Nos miramos incrédulos, pero seguimos manteniendo nuestro aire festivo y burlón. El árbitro gritó 2 y
nuestro jugador, según llegó al Pañuelo, lo cogió y salió volando hacia
nosotros. No contó con la pérdida que da el frenar y darse la vuelta, así que
su contrincante, con la inercia que llevaba, lo sujetó por la espalda mucho
antes de que llegara a nuestra raya. 2 - 0.
Si caíamos en la
siguiente carrera, el 3 - 0 supondría la pérdida del primer partido. Recuerdo
que llegaron al pañuelo al mismo tiempo, pero el chico de Gran Tarajal agarró
el pañuelo y corrió hacia los suyos, el nuestro jadeaba detrás de él y cada vez
que estaba a punto de pillarlo, el otro le fintaba y corría en zigzag, incluso
giraba la cara y le hacía muecas, fue doloroso. 3 – 0. Final del primer partido.
1 – 0.
Mientras ellos se
abrazaban y festejaban en su línea de playa, nosotros, ahora muy serios, nos abroncábamos y discutíamos. Decidimos
cambiar la estrategia. Como otro y yo no habíamos jugado aún, pedimos correr
primero. También, no sé por qué, resolvimos que yo fuera el primero en
participar.
Nos colocamos en
nuestra raya, esta vez tensos, dispuestos a remendar este estropicio. Que nos
ganaran a nosotros, a nosotros que éramos de Las Palmas, cinco pelagatos
pordioseros de un pueblo perdido de Fuerteventura, era inaudito, no lo podíamos
creer.
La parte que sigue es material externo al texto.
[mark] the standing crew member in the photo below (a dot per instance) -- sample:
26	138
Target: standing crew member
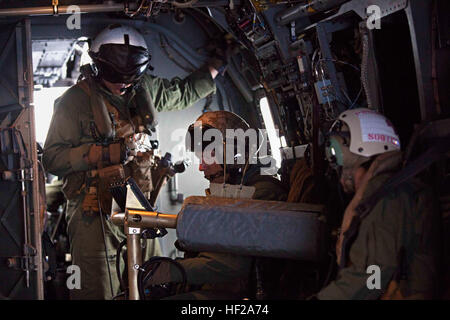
91	142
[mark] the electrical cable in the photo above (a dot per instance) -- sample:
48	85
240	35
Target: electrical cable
118	257
106	250
186	4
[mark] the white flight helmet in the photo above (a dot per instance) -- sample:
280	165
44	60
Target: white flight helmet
359	134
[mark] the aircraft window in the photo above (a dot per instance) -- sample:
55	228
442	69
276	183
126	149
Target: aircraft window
44	99
272	133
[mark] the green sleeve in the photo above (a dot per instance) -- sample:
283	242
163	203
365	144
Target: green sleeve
210	267
63	150
377	244
178	94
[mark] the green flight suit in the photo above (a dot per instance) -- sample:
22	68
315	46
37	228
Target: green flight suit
406	218
69	139
223	275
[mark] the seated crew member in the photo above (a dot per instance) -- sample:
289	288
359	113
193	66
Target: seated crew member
90	143
400	234
220	275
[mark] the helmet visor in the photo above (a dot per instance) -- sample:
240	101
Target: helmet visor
119	63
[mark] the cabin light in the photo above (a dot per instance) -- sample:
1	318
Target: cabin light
272	133
283	142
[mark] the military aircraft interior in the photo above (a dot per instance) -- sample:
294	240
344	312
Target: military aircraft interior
307	75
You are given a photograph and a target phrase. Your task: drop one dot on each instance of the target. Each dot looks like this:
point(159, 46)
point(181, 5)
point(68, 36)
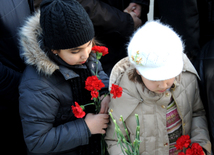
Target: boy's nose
point(84, 55)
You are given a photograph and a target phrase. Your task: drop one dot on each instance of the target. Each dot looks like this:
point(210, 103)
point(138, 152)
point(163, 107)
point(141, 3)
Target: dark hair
point(134, 76)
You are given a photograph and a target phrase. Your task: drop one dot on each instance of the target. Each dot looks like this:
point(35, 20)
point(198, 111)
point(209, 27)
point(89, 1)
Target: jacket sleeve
point(115, 108)
point(108, 19)
point(38, 108)
point(104, 77)
point(9, 81)
point(199, 129)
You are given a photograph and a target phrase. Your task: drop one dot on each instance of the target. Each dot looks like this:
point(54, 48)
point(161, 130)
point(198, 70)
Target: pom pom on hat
point(156, 51)
point(65, 24)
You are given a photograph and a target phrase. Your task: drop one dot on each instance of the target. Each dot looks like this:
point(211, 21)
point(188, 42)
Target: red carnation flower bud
point(78, 110)
point(116, 91)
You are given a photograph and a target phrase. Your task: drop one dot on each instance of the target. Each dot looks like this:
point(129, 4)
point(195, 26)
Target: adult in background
point(114, 22)
point(12, 15)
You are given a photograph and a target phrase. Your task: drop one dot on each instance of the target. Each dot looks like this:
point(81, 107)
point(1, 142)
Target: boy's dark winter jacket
point(46, 96)
point(12, 16)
Claro, nos lo habíamos tomado en broma pero ahora no, se iban a enterar.
Mientras me
preparaba, pensé un truco, seguro que el otro chico picaba. El árbitro gritó 1
y salí como alma que lleva el diablo, mi adversario también corrió a mi par y
llegamos igualados al pañuelo. Lo miré a los ojos y le dije que estaba pisando
la raya, cuando agachó la vista, en esa décima de segundo, robé el pañuelo y
volé. No recuerdo si me llego a tocar, no sé qué pasó, había un hoyo en la
arena, antes no estaba, nadie había caído en él, pero yo caí y me desbolé el
codo del brazo izquierdo.
Mis gritos, no de
dolor, lo juro, de sorpresa, el brazo torcido en una posición inverosímil y
aquel bulto asomando, todos a mi alrededor, los unos, los otros, todos
preguntando, todos contestando.
Arriba, en la
entrada a la playa, había una especie de “Casa de Socorro” y allí me llevaron.
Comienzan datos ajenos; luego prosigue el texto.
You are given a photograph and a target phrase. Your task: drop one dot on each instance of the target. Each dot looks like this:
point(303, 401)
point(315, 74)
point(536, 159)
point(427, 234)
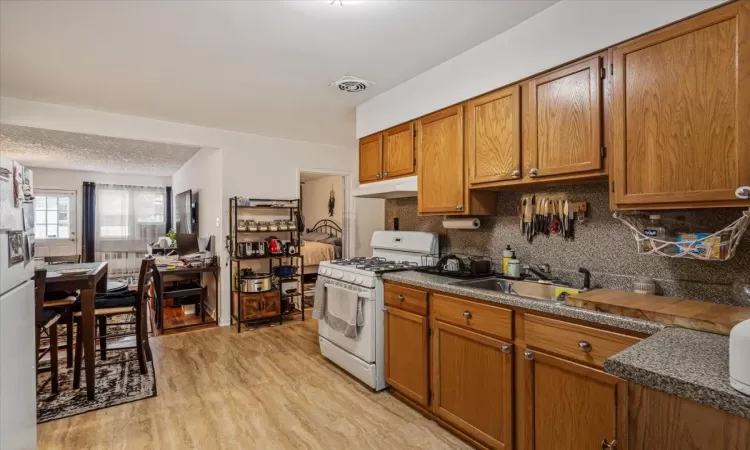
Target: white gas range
point(364, 357)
Yo me sujetaba el brazo porque tenía la sensación de que se me iba a
desprender. Al médico sí que lo recuerdo, no lo olvidaré nunca. Era un hombre
mayor, alto, bastante alto, con una bata blanca. El pelo blanco peinado hacia
atrás, la tez pálida, amarillenta y una larga y fea cicatriz que le cruzaba
toda la mejilla derecha.
Me tendieron en
una camilla, la única que había, y me inspeccionó sin decir nada. Yo estaba
aterrado, no por el dolor en el brazo, era por aquel hombre, para que se hagan
una idea, recuerdan al actor Béla Lugosi en su papel de Drácula, pues su hermano. Sólo habló para decir que me sujetaran por los hombros y los pies,
créanselo, me colocó su pie, con zapato y todo, en mi sobaco, luego me agarró
por la muñeca con sus dos enormes manos y tiró. Se oyó un “crack”, todos los
que estaban allí presentes lo oyeron, más de uno, me dijo después, que casi se
deja mear. A mí, la habitación comenzó a darme vueltas y quedé bañado en un
sudor frío, estuve a punto de desmayarme. Luego me lo vendó estirado con una
venda elástica y apretada y nos despidió a todos.
Ese mismo día, me
subieron a un avión y me mandaron para Las Palmas. Cuando llegué, tenía el
brazo totalmente hinchado y el dolor, ahora sí, era insoportable. Me llevaron
directamente al hospital Virgen del Pino, avisaron a mi familia y los doctores
que me vieron en urgencias, después de relatarles lo ocurrido, querían saber el
nombre del doctor que me hizo aquello para denunciarlo. Allí me sacaron la
venda, me hicieron una radiografía y me lo colocaron de lado, otra vez un baño
de sudor frío, me lo enyesaron y me mandaron para casa.
Lo que sucedió
después, cómo cuando me libré del cuartel a causa de esto, es otro cuento para
contarlo otro día. Ahora mismo, como muchas otras veces, cuando siento una
pequeña punzada en el codo de mi brazo izquierdo, sólo pienso en si hubiésemos
podido remontar aquel partido. Si ganaríamos el segundo partido para poder
empatar y si en el tercero y definitivo, hubiésemos obtenido la victoria.
Siempre he pensado
que no, aquellos chicos estaban en su elemento, en su playa y eran mejores que
nosotros, por lo menos, jugando al Pañuelo.